Monday, February 05, 2007

John Edwards Has A Plan: Health Care Style

John Edwards got a rousing acceptance to the DNC Winter Meeting this weekend. One part of his speech included standing up for health care. Universal Health Care is one thing John wants to stand up for:



Now John is adding to his momentum and adding a national health care plan to his list of accolades. Universal health care is one attribute that is missing from this Western-style Democracy. Many countries have already accomplished this feat and it is about time that our country catch up.

Of course the media is spinning it as a tax increase and that it will cost up to $120 billion a year. Oh my f***ing god do these people need to get a grip. Bush just asked for $245 billion in wars and $120 billion gets their attention quicker than Bush's disgusting war. Maybe it is easy for some that have great health care plans to poo-poo the 47 million Americans that do not have insurance but this is important damnit.

Here's Ezra's take on it:


Where the Edwards' plan takes a big step forward is in mandating, along with the private options, that HMs offer "at least one plan [that] would be a public program based upon Medicare." And the intent is explicit: "Health Markets will offer a choice between private insurers and a public insurance plan modeled after Medicare, but separate and apart from it. Families and individuals will choose the plan that works best for them. This American solution will reward the sector that offers the best care at the best price. Over time, the system may evolve toward a single-payer approach if individuals and businesses prefer the public plan."

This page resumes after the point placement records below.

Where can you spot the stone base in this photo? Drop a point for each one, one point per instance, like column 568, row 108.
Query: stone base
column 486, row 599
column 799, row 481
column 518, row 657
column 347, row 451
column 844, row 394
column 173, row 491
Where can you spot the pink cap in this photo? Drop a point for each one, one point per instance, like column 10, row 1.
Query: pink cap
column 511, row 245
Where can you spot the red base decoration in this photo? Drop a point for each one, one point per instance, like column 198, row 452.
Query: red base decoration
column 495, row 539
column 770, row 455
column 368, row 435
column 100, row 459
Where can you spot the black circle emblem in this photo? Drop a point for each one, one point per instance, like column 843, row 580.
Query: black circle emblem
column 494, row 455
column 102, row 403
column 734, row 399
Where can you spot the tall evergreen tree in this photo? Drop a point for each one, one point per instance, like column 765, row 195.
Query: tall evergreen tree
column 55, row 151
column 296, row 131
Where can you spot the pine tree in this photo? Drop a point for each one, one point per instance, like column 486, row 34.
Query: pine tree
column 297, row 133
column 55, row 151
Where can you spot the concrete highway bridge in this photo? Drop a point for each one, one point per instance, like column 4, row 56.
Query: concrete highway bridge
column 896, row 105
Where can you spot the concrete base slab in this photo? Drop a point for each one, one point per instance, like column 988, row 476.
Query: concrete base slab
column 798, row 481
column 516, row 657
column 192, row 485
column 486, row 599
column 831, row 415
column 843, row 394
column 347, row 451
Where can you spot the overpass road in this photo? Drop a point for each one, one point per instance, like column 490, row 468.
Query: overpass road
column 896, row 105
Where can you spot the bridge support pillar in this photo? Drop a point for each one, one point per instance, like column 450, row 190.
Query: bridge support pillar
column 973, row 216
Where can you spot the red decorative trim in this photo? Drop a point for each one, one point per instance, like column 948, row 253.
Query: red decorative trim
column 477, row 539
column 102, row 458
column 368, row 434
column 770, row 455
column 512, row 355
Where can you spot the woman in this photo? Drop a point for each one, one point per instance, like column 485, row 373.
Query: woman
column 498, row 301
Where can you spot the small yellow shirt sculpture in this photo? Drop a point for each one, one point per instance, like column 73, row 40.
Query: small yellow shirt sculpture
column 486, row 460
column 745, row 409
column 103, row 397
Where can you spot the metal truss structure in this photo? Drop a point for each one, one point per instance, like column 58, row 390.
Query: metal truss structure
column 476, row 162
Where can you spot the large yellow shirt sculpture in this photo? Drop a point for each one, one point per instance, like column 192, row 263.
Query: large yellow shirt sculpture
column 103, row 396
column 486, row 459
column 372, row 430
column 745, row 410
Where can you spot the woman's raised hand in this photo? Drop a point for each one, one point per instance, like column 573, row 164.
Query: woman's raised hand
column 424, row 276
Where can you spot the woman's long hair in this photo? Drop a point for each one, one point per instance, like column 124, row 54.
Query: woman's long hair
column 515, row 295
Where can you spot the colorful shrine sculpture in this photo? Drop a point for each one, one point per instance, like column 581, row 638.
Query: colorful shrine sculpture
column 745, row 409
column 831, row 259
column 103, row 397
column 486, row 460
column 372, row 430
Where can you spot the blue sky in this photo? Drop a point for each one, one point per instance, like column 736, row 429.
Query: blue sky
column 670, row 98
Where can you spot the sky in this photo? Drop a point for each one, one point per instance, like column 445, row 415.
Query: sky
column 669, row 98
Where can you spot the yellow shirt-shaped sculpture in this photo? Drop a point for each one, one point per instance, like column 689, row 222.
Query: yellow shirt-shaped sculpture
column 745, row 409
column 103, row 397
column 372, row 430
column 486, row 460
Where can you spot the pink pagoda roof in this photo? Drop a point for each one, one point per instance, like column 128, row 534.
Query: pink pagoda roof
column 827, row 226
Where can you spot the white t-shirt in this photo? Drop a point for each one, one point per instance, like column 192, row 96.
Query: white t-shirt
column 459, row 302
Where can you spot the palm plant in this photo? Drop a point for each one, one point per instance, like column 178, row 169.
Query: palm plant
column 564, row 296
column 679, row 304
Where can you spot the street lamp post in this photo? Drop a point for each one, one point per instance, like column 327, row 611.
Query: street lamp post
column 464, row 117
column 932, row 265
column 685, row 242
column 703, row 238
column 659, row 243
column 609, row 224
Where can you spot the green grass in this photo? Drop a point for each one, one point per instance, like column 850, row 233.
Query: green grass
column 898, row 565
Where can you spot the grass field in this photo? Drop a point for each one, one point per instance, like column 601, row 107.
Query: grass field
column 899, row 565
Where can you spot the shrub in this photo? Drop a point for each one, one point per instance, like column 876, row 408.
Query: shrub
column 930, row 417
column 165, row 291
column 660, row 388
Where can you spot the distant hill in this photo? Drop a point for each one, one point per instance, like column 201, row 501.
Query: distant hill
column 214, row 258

In other words, the public sector will finally be allowed to compete with the private sector, and consumers will be able to decide which style they prefer. For Democrats, this is a significant step forward. From there, the plan offers the usual mix of sliding subsidies to ensure affordability, individual mandate to universalize coverage, pay-for-performance promises, and public health fixes. You've heard those bits before. What's new, and what's important, are the community rated health markets that include public insurance. Indeed, the plan satisfied every plank of my progressive health reform test from last week.

It satisfies my desire for equality for Americans when it comes to health care. This is an issue that needs to be settled once and for all. The suffering that exists in our country is deplorable while there is so much wealth in the hands of so few. Any tax increases can be taken from the rich, though I doubt it is necessary when you cut out the hundreds of billions used to fund the troops caught in the chaos of Baghdad and the rest of Iraq around it.